Table 3 Determinants of the share of financing of EU manufacturing firms with banks

Note: The share of financing with banks is the ratio between debt to banks and debt to all creditors. Economic growth is the real annual GDP growth. Bank profitability is the ROE of the entire sector in a particular country. Operating profitability is the ratio of EBITDA to sales. All regression equations include fixed effects for the given year and country, while independent variables are included with a lag of one year. Robust standard errors are clustered according to sub-sectors and shown in brackets. *,**,*** indicate significance at the level of 10%, 5% and 1% respectively. Extreme indicator values have been moved to the 5th and the 95th percentile of their distribution on an annual basis. The results are robust to a change in the sample of countries.
Source: BACH.

To conclude, the borrowing cost of firms with higher technology intensity is higher than what would be expected based on their good performance indicators due to the specific nature of their business process which makes them vulnerable to changes in the risk premium and relativises their good solvency. Although no evidence was found that financing with banks would lead to lower total borrowing costs for such firms, their inclusion in the banks’ loan portfolios could have favourable effects on portfolio diversification. Even though such firms seem riskier from the aspect of traditional banking, by discriminating against them, banks are missing the opportunity to attract potentially good clients that, as a result, turn to venture capital funds, angel investors and crowdfunding platforms.

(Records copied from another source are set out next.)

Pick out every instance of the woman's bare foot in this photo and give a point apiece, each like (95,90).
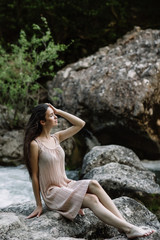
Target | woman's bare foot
(81,212)
(139,232)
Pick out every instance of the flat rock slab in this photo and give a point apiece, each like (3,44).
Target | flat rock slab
(101,155)
(119,179)
(51,225)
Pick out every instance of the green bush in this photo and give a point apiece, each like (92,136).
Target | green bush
(26,62)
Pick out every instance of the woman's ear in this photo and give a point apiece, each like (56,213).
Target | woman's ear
(42,122)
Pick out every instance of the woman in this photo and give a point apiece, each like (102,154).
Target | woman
(44,158)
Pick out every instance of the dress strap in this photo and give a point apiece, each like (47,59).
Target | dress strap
(39,143)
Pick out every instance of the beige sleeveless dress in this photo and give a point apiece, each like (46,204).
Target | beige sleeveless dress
(59,193)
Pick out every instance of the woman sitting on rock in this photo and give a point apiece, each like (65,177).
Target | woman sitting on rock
(44,158)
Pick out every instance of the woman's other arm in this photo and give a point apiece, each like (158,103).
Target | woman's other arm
(35,181)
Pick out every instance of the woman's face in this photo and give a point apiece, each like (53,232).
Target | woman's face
(51,118)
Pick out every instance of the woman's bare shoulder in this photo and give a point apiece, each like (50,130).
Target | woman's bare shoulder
(34,144)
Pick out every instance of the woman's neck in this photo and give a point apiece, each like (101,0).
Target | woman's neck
(45,134)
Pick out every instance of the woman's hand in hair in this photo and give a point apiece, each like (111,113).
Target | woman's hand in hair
(54,109)
(36,213)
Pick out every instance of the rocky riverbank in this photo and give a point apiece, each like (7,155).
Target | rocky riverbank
(121,173)
(50,225)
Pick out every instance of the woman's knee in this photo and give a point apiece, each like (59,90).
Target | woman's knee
(93,185)
(90,200)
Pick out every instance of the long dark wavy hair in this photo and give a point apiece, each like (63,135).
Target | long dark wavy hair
(33,130)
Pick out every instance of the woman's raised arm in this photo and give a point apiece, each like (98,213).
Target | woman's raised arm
(35,181)
(77,123)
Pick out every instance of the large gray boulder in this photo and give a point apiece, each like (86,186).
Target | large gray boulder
(101,155)
(120,172)
(117,91)
(11,147)
(50,225)
(119,179)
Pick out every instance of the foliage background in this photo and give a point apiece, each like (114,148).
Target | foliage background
(90,23)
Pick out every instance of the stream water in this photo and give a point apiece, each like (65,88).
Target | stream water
(16,187)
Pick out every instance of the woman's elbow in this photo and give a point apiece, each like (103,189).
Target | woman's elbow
(83,124)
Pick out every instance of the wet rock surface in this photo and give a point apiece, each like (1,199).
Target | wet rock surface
(101,155)
(50,225)
(117,91)
(120,172)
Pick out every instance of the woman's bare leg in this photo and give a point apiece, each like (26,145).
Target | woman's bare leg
(92,202)
(96,189)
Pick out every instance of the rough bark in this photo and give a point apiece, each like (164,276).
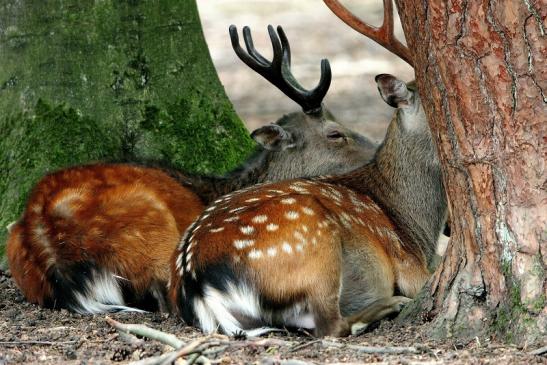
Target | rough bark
(482,66)
(107,80)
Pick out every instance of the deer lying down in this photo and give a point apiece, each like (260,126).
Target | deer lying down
(327,253)
(99,238)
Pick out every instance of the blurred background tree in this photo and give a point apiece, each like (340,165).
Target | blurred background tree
(112,80)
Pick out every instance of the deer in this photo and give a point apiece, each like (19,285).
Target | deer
(99,238)
(330,254)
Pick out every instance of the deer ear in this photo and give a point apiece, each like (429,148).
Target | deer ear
(393,91)
(273,137)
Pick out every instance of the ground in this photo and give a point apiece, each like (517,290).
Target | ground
(30,334)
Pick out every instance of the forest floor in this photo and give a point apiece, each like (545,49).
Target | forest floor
(33,335)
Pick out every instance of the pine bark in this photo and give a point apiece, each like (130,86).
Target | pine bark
(83,81)
(481,70)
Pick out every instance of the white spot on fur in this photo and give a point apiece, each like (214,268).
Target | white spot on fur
(179,262)
(247,230)
(272,251)
(255,254)
(308,211)
(241,244)
(286,247)
(10,226)
(237,209)
(298,189)
(292,215)
(299,236)
(260,218)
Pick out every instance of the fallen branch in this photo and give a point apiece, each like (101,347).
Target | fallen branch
(540,351)
(303,345)
(374,349)
(45,343)
(145,331)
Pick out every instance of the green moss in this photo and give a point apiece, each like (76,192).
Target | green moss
(106,80)
(39,141)
(515,319)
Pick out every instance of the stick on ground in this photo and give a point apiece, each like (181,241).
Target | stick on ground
(142,330)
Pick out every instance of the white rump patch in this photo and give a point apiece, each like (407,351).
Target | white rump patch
(102,295)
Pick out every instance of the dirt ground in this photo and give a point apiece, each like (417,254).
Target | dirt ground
(30,334)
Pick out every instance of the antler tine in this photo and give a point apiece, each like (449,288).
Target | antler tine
(248,39)
(245,57)
(384,35)
(278,70)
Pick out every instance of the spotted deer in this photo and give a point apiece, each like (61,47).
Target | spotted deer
(98,238)
(330,254)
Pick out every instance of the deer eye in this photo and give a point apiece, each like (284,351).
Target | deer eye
(335,135)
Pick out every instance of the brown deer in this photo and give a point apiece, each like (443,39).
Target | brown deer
(322,253)
(330,254)
(99,238)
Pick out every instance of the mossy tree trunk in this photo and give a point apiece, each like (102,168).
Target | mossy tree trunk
(83,81)
(481,68)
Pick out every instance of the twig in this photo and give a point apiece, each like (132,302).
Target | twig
(374,349)
(303,345)
(540,351)
(142,330)
(46,343)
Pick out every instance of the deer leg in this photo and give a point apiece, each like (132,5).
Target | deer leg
(376,311)
(327,317)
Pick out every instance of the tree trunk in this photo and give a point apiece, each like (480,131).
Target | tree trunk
(82,81)
(482,67)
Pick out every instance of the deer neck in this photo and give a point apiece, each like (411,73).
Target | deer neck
(405,178)
(209,187)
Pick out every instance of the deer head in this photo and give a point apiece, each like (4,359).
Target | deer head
(325,253)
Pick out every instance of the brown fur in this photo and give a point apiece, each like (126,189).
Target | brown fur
(125,218)
(351,241)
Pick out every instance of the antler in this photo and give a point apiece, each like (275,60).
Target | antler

In order to stimulate the operation of firms with higher technology intensity, which are expected to contribute the most to development, some EU countries offer support through various economic policy measures, e. g. tax measures (tax credits, research and development tax incentives, options of hyper-accelerated amortisation, tax stimuli for patents, etc.), government investment co-financing, interest subsidies or government guarantees for loans, ensuring a legal framework for securitisation, etc. In that way, they reduce the cost of financing of firms with higher technology intensity and support investment and economic activity.

  1. Source: ESRB ( as at 15 June 2019

  2. The level of technology intensity is defined according to the Organisation for Economic Cooperation and Development (OECD) and the EUROSTAT classification of research and development intensity of individual industries as follows:a) high technology (HT): C21 – manufacture of basic pharmaceutical products and preparations, C26 – manufacture of computer, electronic and optical products,b) medium-high technology (MHT): C20 – manufacture of chemicals and chemical products, C27 – manufacture of electrical equipment, C28 – manufacture of machinery and equipment, C29 – manufacture of motor vehicles, trailers and semi-trailers, C30 – manufacture of other transport equipmentc) medium-low technology (MLT): C19, C22-C25, C33 – manufacture of coke and refined petroleum products, manufacture of rubber and plastic products, mineral products and metal products, repair and installation of machinery and equipmentd) low technology (LT): C10-C18, C31-C32 – manufacture of food products, tobacco products, beverages, textiles and wearing apparel, leather and related products, wood and paper and paper products, printing and reproduction of recorded media, manufacture of furniture and other manufacturing

  3. The BACH database currently includes non-financial corporations from 11 European Union countries: Austria, Belgium, the Czech Republic, Croatia, Germany, Spain, France, Italy, Luxembourg, Poland, Portugal and Slovakia. In this analytical annex, the data for the period from 2006 to 2017 was used for the aforementioned countries, except Luxembourg.

  4. The contribution of high-technology and medium-high-technology firms to gross value added in Croatia is relatively modest at 26%, which is noticeably lower than around 72% in Germany, 52% in the Czech Republic and 46% in Belgium.